Isso não significa que o País esteja pior do que há oito anos. O governo tem divulgado dados motivadores de redução na mortalidade infantil, melhoria no saneamento básico e de ordenamento das contas públicas. A política fiscal ficou mais austera, boa parte da indústria, da agricultura e do setor de serviços se modernizou e ganhou produtividade.

No outro extremo, porém, o Brasil ainda conta com uma parcela superior a 30 milhões de pessoas vivendo abaixo da linha da pobreza. O desemprego vem crescendo e hoje chega a 7,7% da População Economicamente Ativa, segundo o Instituto Brasileiro de Geografia e Estatística (IBGE).

“A princípio, o fim da inflação deveria reduzir a desigualdade social no Brasil”, comenta o economista Ladislau Dowbor, professor da PUC-SP. É esta expectativa que poderia ser atendida com o crescimento econômico. De acordo com Dowbor, somente uma taxa de crescimento acima de 4% ao ano poderia reverter a tendência de aumento de desemprego e da piora na distribuição de renda.

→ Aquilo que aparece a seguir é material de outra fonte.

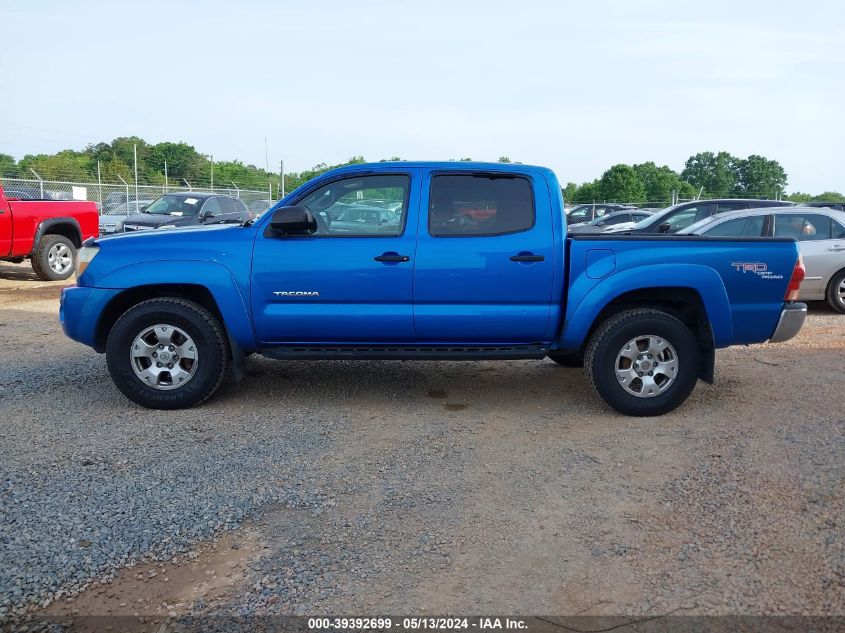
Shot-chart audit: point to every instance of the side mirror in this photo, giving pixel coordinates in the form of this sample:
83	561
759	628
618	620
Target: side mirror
293	221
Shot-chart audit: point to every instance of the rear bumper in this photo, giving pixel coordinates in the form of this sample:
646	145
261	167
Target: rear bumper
790	323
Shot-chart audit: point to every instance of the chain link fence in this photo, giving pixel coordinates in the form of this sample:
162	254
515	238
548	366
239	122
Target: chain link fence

Uma prévia de como esse fenômeno poderia ocorrer foi degustada pelos brasileiros entre 1994 e 1997. Durante quase três anos a economia brasileira teve um desempenho animador, crescendo a uma média de 4% ao ano. Foi o momento em que o frango foi escolhido como símbolo do Real.

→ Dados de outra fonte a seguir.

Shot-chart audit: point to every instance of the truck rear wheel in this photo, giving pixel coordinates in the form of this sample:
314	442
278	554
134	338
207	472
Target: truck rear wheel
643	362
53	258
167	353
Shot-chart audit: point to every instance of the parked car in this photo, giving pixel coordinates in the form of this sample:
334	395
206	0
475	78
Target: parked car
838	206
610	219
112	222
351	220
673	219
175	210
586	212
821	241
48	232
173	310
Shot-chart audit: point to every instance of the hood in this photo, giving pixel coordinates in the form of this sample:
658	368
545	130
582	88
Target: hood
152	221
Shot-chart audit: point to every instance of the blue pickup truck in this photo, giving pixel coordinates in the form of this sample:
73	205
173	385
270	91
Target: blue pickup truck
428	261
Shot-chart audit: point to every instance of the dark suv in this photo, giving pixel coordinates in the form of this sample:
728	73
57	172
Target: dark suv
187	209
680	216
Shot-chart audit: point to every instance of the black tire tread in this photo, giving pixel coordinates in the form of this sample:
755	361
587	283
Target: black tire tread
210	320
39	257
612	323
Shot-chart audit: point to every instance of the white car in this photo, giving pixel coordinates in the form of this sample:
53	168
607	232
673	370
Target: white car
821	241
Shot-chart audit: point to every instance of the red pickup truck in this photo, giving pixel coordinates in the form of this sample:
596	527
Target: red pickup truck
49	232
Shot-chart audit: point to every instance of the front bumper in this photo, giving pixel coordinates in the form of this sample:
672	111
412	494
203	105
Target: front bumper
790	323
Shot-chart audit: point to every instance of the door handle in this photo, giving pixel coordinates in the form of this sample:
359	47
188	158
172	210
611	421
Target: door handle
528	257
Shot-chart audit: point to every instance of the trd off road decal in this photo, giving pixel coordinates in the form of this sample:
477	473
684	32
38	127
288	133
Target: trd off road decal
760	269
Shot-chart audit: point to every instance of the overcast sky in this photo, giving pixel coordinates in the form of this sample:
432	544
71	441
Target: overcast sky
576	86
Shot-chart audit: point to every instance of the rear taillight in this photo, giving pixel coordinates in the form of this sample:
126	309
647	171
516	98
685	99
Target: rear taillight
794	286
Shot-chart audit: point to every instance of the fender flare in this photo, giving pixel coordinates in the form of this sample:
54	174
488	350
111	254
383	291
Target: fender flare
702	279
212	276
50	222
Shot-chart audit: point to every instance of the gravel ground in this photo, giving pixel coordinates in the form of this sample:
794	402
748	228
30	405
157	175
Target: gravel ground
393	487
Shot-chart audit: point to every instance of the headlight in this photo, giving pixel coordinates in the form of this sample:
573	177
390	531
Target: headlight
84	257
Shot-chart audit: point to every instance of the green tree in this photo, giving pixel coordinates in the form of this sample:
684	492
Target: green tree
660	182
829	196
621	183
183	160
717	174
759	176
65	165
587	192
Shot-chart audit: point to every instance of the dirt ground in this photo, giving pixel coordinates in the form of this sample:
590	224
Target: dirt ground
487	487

Em 1995, o desemprego chegou ao patamar mais baixo da “era Real”. O Brasil suportou sem grandes sustos uma grave crise no México e manteve o rumo até a crise russa. “O 1º mandato de Fernando Henrique foi uma espécie de época de ouro. Aproveitamos o grande fluxo de capitais externos para sustentar o crescimento”, diz Luiz Rabi, economista-chefe do BicBanco.

Fonte de créditos secou com crises

O fluxo de investimentos estrangeiros no Brasil foi crescente entre 1994 e 2000. Com isso, o governo conseguia uma fonte barata de recursos para fechar as contas externas. O câmbio pouco flexível prejudicava as exportações brasileiras, mas ainda não havia obstáculos para captar dinheiro no exterior. O cenário começou a mudar em 1998, quando a crise na Rússia, que decretou moratória naquele ano, fez com que acendesse a luz amarela para os investidores no Brasil.

No início de 1999, o governo deu início ao projeto de ajustes no real. A âncora cambial deu lugar ao câmbio livre, numa transição bem-sucedida, embora forçada pelo mercado. “Nesse momento a fonte começou a secar e o poder público teve de gerar superávit”, diz Rabi.

Somente com uma série de privatizações e cortes do orçamento o governo conseguiu gerar um superávit capaz de sustentar as contas públicas. O ajuste não foi suficiente para fazer a economia crescer como antes. A média anual de crescimento do Produto Interno Bruto (PIB) no período entre 1998 e 2001 é inferior a 2%.

As principais razões para este desempenho são a retração da economia americana e a política de juros altos mantida pelo Banco Central do Brasil.

Os juros elevados faziam parte da estratégia para manter sob controle a inflação, mas criaram dois problemas: a estagnação da economia e a disparada da dívida interna. “Com juros altos há poucos recursos para o setor produtivo. Além disso, não houve uma política industrial eficiente nestes oito anos”, avalia Ladislau Dowbor.

A missão para o próximo governo será a retomada do crescimento num momento em que o mercado aponta que desconfia do País. “O ajuste externo, através do aumento das exportações, e das contas públicas ainda precisam ser feitos”, diz Rabi. Nesse processo, a redução dos juros ganha papel central, pelo menos nas prévias de programas de governo.